Now he has to defend a deal in The Hague that does neither of those.

Far-right Party for Freedom leader Geert Wilders said Tuesday’s deal was a “horribly bad result."

Another far-right party, the Forum for Democracy, also said that far too much money was going to Southern European countries and denounced the amount of spending in the European budget.

Anne Mulder, an MP from Rutte’s party, told the newspaper NRC that the prime minister would “rather not interfere at all with Italy's pensions, but the Italians are forcing us to do so. Because the European Commission isn't doing its job, Mark Rutte has to be the bogeyman to enforce those reforms.”

Pro-Europe parties, meanwhile, lambasted Rutte for agreeing to a deal that cut funding proposals for EU climate and research programs, as well as watered down wording linking the rule of law to EU funding.

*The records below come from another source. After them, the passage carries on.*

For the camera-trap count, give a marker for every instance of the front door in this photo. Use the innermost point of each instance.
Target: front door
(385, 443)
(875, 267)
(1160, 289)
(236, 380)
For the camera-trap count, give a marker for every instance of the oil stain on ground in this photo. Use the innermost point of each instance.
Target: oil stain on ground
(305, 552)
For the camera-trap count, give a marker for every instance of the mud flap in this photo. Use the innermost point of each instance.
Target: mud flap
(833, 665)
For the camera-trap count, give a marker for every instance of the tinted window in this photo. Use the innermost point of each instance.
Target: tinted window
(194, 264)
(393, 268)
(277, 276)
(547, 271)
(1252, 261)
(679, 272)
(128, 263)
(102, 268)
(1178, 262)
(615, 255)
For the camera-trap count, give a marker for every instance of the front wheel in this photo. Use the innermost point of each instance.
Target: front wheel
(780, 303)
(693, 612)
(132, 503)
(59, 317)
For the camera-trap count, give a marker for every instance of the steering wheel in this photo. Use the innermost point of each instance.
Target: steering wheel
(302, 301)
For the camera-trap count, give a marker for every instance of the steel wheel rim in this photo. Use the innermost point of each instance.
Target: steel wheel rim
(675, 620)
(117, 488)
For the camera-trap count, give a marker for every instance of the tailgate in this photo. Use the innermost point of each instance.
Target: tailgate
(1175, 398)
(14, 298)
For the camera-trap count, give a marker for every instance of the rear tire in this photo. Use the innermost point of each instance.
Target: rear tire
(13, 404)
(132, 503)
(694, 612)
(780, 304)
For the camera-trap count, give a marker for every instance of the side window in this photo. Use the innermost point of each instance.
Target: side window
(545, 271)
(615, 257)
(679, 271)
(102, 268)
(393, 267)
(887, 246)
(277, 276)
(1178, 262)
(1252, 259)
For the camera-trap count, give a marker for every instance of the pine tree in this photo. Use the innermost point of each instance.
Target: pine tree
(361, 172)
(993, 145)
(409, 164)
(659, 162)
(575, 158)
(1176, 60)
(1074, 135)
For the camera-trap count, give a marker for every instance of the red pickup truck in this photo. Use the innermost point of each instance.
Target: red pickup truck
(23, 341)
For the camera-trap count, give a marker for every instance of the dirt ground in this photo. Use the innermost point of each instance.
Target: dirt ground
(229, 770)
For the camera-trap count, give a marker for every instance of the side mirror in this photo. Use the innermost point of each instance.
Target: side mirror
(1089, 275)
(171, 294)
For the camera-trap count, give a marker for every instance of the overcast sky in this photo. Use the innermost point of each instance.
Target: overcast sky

"Unfortunately, once again insufficient reform in agriculture and regional money has been achieved, which limits the necessary modernization of the European budget," said Rob Jetten, leader of the D66 party.

Dutch MEP Bas Eickhout, from the Greens, scolded the frugal group during an extraordinary session of the European Parliament in Brussels on Thursday morning, asking: "What were you thinking?"


Rutte speaks with Spain's Prime Minister Pedro Sánchez | Pool photo by Francisco Seco via Getty Images

"Dear frugals, you had your rebates. But we are discussing the future of Europe here. And that is in everyone’s interest and certainly in yours," he said.

Attacked by all sides, Rutte has a get-out clause: He announced earlier this month that he will only decide in December, three months ahead of the election, if he wants to carry on as party leader and run again. By then, the EU budget could well have been replaced as a major talking point.